A commonly used methodology is the ‘dictionary approach’. Individual words are first assigned sentiment scores by a group of participants, to build up a dictionary. For example, words such as ‘death’, ‘hate’ and ‘hell’ might be assigned negative scores, and ‘friend’, ‘happy’ and ‘love’ are generally rated more positively. The text is then assigned a mean score based on the dictionary words it contains (or a relative frequency for categorical dictionaries). This straightforward approach is limited by features of natural language such as negation, neologism, irony or sarcasm, but these are often equally difficult for human readers to understand, and their influence can be mitigated by applying more sophisticated natural language processing and machine learning approaches that aim to interpret sentence structure or do not assume the direct correspondence between the dictionary definition of words and the associated phenotypes. Linking social media data in epidemiological cohorts provides a crucial tool to develop these new approaches, by providing access to linked independent outcome (‘ground truth’) measures and demographic information about the populations studied.

Use

As an approximate guide based on a random sample, 1000 users typically have an acquirable history of around 700 000 tweets, leading to a database size of around 3.5 GB, although the software will also allow data collection from much larger samples, limited only by storage space and the Twitter API’s rate limits. When first run, Epicosm will attempt to gather the full tweet time line history for each user. Subsequent harvesting operations will return only the tweets more recent than the latest tweet already in the database. At the time of writing, data can be acquired at about a million tweets per hour, but this will be highly dependent on connection speed, network activity and any rate-limiting measures Twitter impose (i.e. where they restrict the rate of download via the API).

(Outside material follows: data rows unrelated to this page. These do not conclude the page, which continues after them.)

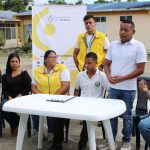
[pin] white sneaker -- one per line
(125, 146)
(104, 146)
(50, 137)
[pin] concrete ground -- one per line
(8, 143)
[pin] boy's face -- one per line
(90, 64)
(90, 25)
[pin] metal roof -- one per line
(7, 15)
(115, 6)
(122, 6)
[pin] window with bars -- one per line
(125, 18)
(10, 30)
(100, 19)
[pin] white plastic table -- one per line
(81, 108)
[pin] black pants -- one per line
(83, 137)
(59, 130)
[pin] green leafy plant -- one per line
(27, 47)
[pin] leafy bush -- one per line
(2, 38)
(27, 47)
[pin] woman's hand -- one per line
(9, 97)
(19, 95)
(143, 86)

As an example of expected use, we gathered tweets from a list of around 800 Twitter accounts of consenting participants in ALSPAC, an epidemiological birth cohort of around 15 000 families recruited between 1991 and 1992 in the historical county of Avon in the west of the UK.27 ALSPAC was interested in understanding the potential of these novel data to infer changes in mental health over time. Participants provided informed consent and ethical approval was provided by the ALSPAC Ethics and Law committee. We used Epicosm to link Twitter data as proof-of-principle. Of course, different populations use social media platforms in different ways, and this evolves with time. Twitter users, in the UK at least, are on average younger and slightly more likely to be male than the general population,28 although there is less age bias than previously assumed, with good representation from all age groups. For the ALSPAC young people at 24 years old, there was little difference in Twitter use across gender, ethnicity and parental employment groups, although those who had completed Advanced Level qualifications (post-16 school leaving examinations) were slightly more likely to use Twitter (58% compared with 51%).29 Despite the potential for bias in the sample, cohorts are the ideal for collecting this type of data because the biases are often identifiable. Twitter is currently among the social media platforms most open to academic research, but our intention is to expand Epicosm’s capabilities in future to include linking other forms of social media, subject to API restrictions.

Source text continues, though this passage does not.